Mr. Temer already faces resistance in Congress to the unpopular pension overhaul, and Friday's strike could make its passage even more difficult while forcing the administration to scale back an already watered-down proposal,

"I never thought the government would be able to approve the kind of reform [Mr. Temer] really wanted, but the question now is just how many more concessions he'll have to make" to get the proposal through Congress, said Carlos Melo, a political-science professor at the Insper business school in São Paulo.

Mr. Melo said it is difficult to say how many people stayed home Friday because they support the strike and how many either simply had no way to get to work or decided to avoid the added hassles.

Daniel Cruz da Silva, a 25-year-old who works in an office near São Paulo's emblematic Paulista Avenue, said he stayed home because his 11-mile trip to work was impossible due to the transportation "chaos." Mr. da Silva, who said he supports the strike because workers need to protect themselves, nevertheless criticized unions for looking out more for their own interests than for union members'.

The labor law proposal, which Wednesday was approved in the lower house of Brazil's Congress and will now move to the Senate, would overhaul some of the country's 1940s-era labor code.

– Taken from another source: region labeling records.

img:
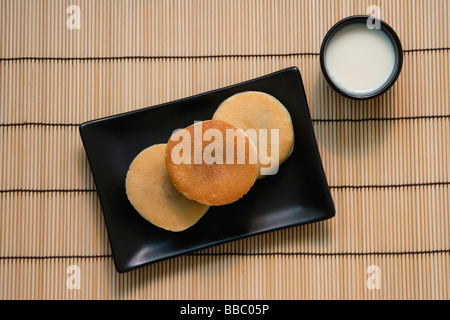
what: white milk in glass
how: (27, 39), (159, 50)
(324, 23), (395, 95)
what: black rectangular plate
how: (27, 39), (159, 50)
(80, 67), (335, 272)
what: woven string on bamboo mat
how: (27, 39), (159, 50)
(0, 0), (450, 299)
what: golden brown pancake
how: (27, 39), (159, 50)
(166, 120), (259, 206)
(213, 91), (294, 178)
(125, 144), (209, 231)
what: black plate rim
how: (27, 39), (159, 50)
(79, 66), (336, 273)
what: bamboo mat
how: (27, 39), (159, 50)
(0, 0), (450, 299)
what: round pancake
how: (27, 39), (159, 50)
(166, 120), (259, 206)
(125, 144), (209, 231)
(213, 91), (294, 178)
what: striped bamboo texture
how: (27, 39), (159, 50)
(0, 0), (450, 299)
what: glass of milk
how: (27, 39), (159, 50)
(320, 15), (403, 100)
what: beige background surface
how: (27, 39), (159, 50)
(0, 0), (450, 299)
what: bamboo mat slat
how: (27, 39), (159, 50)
(0, 0), (450, 299)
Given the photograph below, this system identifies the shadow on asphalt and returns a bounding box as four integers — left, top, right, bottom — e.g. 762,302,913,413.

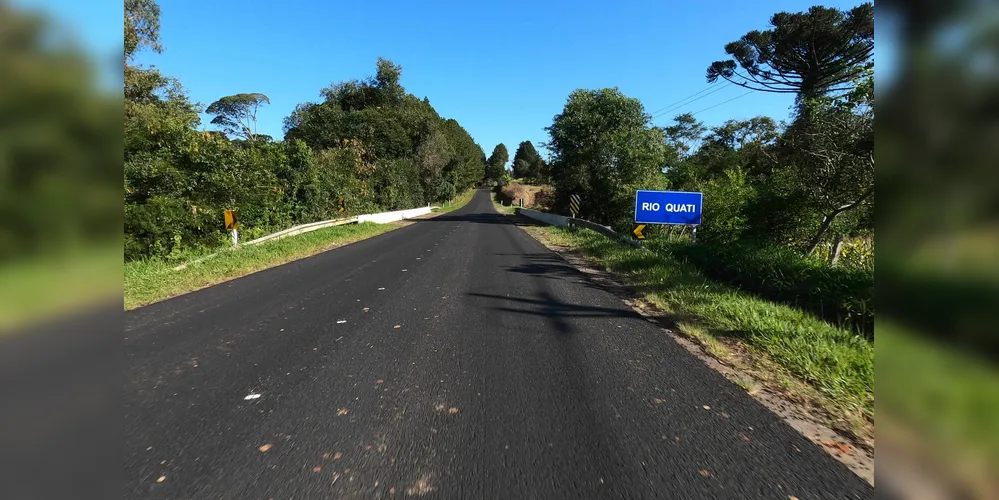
468,292,641,334
493,253,603,290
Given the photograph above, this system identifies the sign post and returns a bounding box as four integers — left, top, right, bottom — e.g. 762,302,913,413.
225,210,239,246
634,190,704,243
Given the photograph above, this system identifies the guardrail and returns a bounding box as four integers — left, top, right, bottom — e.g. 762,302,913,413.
173,205,438,271
516,208,642,248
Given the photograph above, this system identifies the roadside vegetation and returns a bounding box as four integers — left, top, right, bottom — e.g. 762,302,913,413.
498,3,875,439
125,222,399,310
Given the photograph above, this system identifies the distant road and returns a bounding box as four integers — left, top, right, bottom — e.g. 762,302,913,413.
124,190,874,500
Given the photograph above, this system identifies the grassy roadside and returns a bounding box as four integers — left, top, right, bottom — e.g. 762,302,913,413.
875,319,999,498
0,245,122,333
127,222,399,311
525,227,874,438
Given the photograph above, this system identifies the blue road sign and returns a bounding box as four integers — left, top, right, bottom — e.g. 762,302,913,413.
635,190,704,226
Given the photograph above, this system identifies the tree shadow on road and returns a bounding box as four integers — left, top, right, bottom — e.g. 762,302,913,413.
412,213,545,226
468,291,642,335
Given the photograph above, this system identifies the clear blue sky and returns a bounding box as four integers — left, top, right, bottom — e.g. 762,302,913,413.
27,0,860,160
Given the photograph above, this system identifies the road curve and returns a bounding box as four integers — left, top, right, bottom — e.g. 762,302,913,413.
124,191,874,499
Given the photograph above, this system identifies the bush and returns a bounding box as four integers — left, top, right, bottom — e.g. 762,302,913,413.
653,243,874,338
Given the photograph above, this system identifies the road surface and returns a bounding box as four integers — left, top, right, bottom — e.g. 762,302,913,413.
124,191,874,499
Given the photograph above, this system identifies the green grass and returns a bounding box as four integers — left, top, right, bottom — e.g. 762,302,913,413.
0,244,122,332
489,187,516,214
532,227,874,433
125,222,399,310
432,189,475,213
875,320,999,498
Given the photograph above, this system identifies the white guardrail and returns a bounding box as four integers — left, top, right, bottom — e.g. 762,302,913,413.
173,205,436,271
516,208,642,248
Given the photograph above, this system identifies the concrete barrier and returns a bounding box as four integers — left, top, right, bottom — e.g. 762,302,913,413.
516,208,642,248
517,208,570,226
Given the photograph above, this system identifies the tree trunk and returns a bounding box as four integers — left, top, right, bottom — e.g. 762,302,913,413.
829,234,843,266
808,212,840,255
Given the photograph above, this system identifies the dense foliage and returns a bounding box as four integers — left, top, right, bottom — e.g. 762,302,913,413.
513,141,549,184
124,0,485,260
0,2,119,264
544,4,874,333
546,88,666,229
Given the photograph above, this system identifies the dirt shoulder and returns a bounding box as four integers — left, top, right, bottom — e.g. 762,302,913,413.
511,222,874,485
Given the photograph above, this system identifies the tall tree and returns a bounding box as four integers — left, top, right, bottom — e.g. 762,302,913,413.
125,0,163,59
546,88,666,228
663,113,705,160
513,141,548,181
785,77,874,254
707,2,874,98
205,93,271,143
486,143,510,181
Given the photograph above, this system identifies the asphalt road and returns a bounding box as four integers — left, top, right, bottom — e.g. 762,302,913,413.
124,191,874,500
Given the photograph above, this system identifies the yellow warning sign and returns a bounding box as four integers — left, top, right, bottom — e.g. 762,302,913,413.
225,210,239,229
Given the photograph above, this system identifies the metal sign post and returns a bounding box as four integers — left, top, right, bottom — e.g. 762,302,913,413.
634,190,704,243
225,210,239,246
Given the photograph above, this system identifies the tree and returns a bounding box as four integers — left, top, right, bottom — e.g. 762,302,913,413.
205,93,271,143
663,113,705,160
545,88,666,229
486,143,510,181
513,141,548,181
125,0,163,60
707,2,874,98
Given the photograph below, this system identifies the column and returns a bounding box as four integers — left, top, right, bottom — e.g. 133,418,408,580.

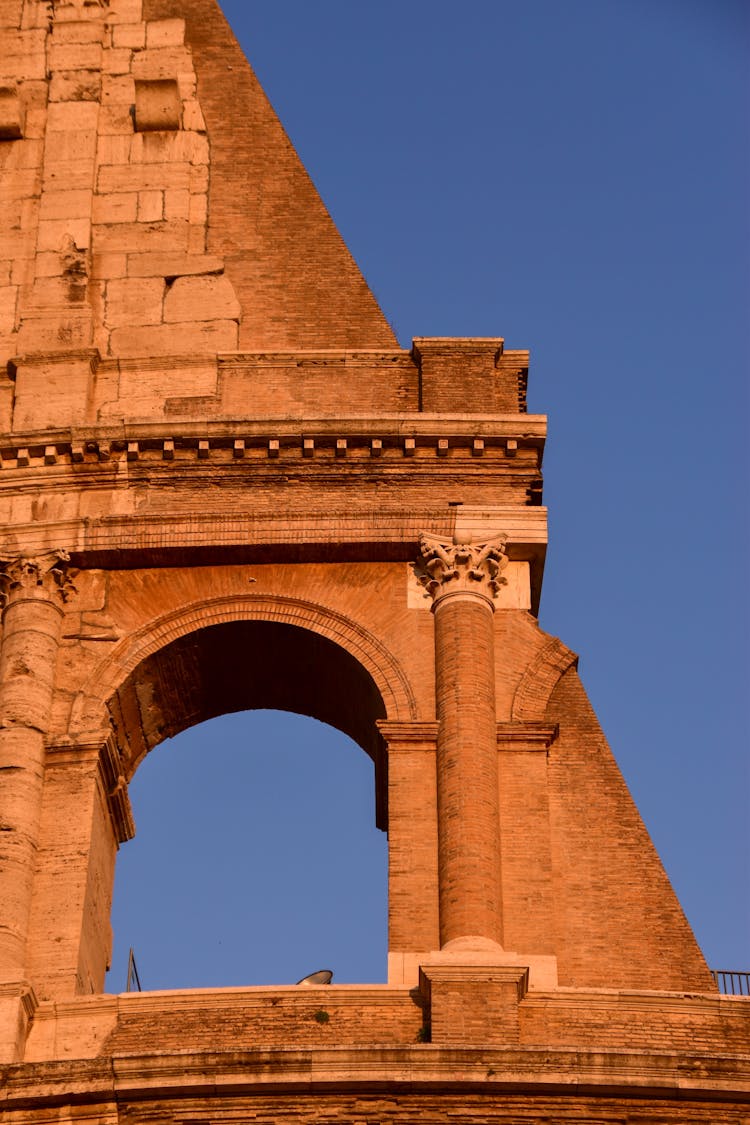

Included in the bill are proposals designed to reduce or scrap mandatory union dues, make it harder for workers to sue their employers, and expand the scope for flexible work arrangements and temporary employment contracts.

The strike was called by some of Brazil's largest unions. Many businesses, banks and schools closed, and the Força Sindical union said factories have also shut down. The strike is necessary to force the government to negotiate changes to workers' rights and to the pension system, said Paulo Pereira da Silva, president of Força Sindical.

"Brazil showed today its unhappiness with the reforms," Mr. da Silva said. "If there's no dialogue with the government, there will be more stoppages."